I’ve also been a speaker at the New York Yacht Club (about archaeology not yachting), eaten at many restaurants, drunk in far too many bars, gone to comedy clubs and caught a New York Yankees game. I’ve travelled around New York City by bus, on the subway, by ferry, by bicycle and on foot. I’ve flown in and out of the three main airports – LaGuardia, Newark and Kennedy, my first visit was to Idlewild, long before it became JFK and just once I arrived there on Concorde. I’ve even sailed out of New York past the Statue of Liberty and on to Europe on a Cunard liner. But I’ve never stayed longer than two weeks, so a long visit, say three months, is still on the wish list.

Panama City, Panama
I was in the region, I had a few days to spare, the new Panama Canal locks were almost ready to open and I had always wanted to travel through the canal. Plus, the city had been getting a lot of interesting publicity with comparisons to Dubai. This, the stories said, was the equivalent go-ahead city for Central America.

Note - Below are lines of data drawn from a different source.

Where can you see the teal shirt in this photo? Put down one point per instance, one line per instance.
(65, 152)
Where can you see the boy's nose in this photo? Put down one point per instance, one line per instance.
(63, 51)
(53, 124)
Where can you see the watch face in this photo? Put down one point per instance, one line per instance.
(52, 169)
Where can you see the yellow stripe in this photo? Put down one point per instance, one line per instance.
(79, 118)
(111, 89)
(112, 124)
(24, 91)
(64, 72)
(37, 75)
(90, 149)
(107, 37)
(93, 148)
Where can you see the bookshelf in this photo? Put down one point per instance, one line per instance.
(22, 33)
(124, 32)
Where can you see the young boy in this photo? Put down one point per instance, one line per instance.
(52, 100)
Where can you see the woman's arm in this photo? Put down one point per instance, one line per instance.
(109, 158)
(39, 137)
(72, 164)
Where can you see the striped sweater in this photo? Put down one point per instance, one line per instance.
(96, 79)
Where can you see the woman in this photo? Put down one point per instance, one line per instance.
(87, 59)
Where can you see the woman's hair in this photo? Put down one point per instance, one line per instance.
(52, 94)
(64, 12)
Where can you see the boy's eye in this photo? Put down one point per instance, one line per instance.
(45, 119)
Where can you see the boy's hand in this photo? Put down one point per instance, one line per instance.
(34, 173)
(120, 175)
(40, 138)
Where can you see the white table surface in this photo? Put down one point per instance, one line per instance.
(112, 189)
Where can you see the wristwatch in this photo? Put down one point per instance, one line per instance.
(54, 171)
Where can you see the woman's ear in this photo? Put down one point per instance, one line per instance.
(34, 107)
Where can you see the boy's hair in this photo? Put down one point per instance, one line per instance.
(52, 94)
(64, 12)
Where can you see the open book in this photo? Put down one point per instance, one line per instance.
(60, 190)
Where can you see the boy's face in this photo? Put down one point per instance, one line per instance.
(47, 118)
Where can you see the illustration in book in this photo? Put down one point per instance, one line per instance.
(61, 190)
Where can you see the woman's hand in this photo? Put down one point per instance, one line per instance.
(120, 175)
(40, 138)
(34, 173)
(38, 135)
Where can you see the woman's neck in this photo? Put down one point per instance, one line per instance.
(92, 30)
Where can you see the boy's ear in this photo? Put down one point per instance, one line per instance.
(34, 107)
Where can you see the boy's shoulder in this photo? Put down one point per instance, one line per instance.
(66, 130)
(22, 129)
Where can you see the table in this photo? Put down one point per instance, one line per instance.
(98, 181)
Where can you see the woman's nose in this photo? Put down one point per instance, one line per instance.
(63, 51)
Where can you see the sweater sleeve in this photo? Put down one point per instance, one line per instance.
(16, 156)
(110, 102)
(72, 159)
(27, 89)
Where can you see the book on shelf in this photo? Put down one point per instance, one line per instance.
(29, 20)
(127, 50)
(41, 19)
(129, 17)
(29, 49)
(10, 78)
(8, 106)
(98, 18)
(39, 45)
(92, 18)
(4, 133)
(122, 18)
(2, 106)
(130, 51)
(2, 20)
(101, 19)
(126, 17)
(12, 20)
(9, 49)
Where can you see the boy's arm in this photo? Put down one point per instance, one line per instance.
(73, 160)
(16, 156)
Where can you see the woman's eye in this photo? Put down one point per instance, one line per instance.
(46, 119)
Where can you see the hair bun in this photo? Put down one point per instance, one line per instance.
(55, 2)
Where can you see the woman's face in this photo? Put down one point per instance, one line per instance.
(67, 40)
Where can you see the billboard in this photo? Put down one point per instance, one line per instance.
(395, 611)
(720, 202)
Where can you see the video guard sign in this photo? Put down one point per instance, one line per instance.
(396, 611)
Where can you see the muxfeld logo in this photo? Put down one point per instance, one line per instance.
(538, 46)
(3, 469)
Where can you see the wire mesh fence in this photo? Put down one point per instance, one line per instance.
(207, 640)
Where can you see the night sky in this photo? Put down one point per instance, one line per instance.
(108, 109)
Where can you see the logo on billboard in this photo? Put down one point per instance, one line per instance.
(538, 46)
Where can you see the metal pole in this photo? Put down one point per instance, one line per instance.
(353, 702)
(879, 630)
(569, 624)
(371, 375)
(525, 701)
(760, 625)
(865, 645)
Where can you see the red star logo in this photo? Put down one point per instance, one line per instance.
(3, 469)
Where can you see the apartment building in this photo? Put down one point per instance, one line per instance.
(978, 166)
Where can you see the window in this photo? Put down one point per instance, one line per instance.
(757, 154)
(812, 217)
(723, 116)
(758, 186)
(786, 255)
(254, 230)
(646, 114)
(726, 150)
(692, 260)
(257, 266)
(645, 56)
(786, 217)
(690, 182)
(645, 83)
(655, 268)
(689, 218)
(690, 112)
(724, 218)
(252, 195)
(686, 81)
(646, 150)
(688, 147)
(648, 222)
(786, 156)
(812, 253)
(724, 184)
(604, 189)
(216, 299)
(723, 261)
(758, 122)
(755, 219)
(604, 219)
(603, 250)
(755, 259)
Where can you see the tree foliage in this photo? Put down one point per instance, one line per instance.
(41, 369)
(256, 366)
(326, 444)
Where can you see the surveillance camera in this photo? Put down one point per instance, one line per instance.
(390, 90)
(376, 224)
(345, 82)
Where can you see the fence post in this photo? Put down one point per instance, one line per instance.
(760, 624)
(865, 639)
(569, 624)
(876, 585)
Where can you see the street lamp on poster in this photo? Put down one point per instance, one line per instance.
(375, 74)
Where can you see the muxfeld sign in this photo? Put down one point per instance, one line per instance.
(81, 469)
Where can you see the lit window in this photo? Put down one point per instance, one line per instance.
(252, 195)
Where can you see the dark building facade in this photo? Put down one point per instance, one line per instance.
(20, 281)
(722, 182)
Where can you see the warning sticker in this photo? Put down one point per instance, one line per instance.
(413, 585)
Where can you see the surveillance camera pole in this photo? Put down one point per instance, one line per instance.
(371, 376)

The canal trip, old city, bars and restaurants all more than met expectations, and I’d not realised this was such an important bird-watching centre. ‘The canal is where the North American Rockies meet the South American Andes, so you get birds from both continents,’ my birdwatching guide insisted. But the big surprise came on day one when Panama City was suddenly front page news on the world’s newspapers due to something called the Panama Papers. I raced around to the Mossack Fonseca office, ground zero of the scandal, to take a selfie.

Pyongyang, North Korea
It’s not the most beautiful, the most enjoyable or the most entertaining city I’ve visited, but hands down Pyongyang is the wackiest. I’ve only visited the North Korean capital once and I’m certain I wouldn’t be welcome back for a return visit, but why go to Hollywood or Las Vegas, two cities of make believe, when you can go to a real-life fake city? ‘What’s that?’ you ask, when you see the 105-storey skyscraper-pyramid Ryugyong Hotel which still hasn’t welcomed its first guest after 30 years. A 3000-room hotel is exactly what a city that virtually nobody visits needs, isn’t it? In Pyongyang, even when it isn’t fake you’re inclined to believe it must be.

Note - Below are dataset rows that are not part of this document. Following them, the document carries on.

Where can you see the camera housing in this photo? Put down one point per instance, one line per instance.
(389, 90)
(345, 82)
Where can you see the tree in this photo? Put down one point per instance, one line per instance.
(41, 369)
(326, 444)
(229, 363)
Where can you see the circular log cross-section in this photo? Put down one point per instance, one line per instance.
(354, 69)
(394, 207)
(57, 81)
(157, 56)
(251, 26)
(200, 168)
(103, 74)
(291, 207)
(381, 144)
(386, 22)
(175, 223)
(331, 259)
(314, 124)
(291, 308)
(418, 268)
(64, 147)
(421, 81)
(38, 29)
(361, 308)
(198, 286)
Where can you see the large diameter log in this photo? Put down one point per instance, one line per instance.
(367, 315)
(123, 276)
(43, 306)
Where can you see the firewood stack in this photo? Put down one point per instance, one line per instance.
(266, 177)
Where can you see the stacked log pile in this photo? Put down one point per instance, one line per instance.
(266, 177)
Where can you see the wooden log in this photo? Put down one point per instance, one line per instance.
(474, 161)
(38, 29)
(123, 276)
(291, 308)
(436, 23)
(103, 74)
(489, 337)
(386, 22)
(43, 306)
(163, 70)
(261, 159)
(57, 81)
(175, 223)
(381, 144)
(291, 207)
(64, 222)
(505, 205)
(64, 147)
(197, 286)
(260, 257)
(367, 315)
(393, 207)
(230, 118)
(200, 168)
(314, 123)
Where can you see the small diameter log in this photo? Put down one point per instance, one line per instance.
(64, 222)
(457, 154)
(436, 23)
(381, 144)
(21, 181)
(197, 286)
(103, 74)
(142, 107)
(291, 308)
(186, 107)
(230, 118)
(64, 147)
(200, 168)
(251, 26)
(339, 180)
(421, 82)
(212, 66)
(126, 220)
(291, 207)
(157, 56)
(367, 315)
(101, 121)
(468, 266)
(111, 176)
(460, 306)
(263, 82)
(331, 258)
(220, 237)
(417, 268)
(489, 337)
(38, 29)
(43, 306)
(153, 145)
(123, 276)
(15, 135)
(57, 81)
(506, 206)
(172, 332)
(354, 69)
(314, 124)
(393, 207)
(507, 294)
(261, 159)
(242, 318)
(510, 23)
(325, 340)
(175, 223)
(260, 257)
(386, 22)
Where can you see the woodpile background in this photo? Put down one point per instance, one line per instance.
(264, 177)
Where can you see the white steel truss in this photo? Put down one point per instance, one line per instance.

Until 2010 tourists were only allowed to use the metro between two stations, so a conspiracy theory developed that these were the only stations that existed and that any locals you met on the metro trains (all recycled from Berlin) were actors. It wasn’t true, but it certainly seemed possible.

Valletta, Malta
The capital of the Mediterranean island republic of Malta took my breath away. It’s very solid and very substantial, clearly the Knights of Malta did extremely well out of their crusading and pirating activities. They certainly spent their gains on some very fancy buildings. Cathedral, palaces, forts, imposing streets, towering city walls, Valletta has them all. It’s no wonder it was once nicknamed Superbissima, ‘Most Proud’, a sly dig at its official title of Humillissima Civitas Valletta – ‘The Most Humble City of Valletta’. And when you tire of all that Baroque beauty there’s the rest of the island to explore, particularly, for me, the ancient megalithic temple sites, reminders of a far earlier Malta.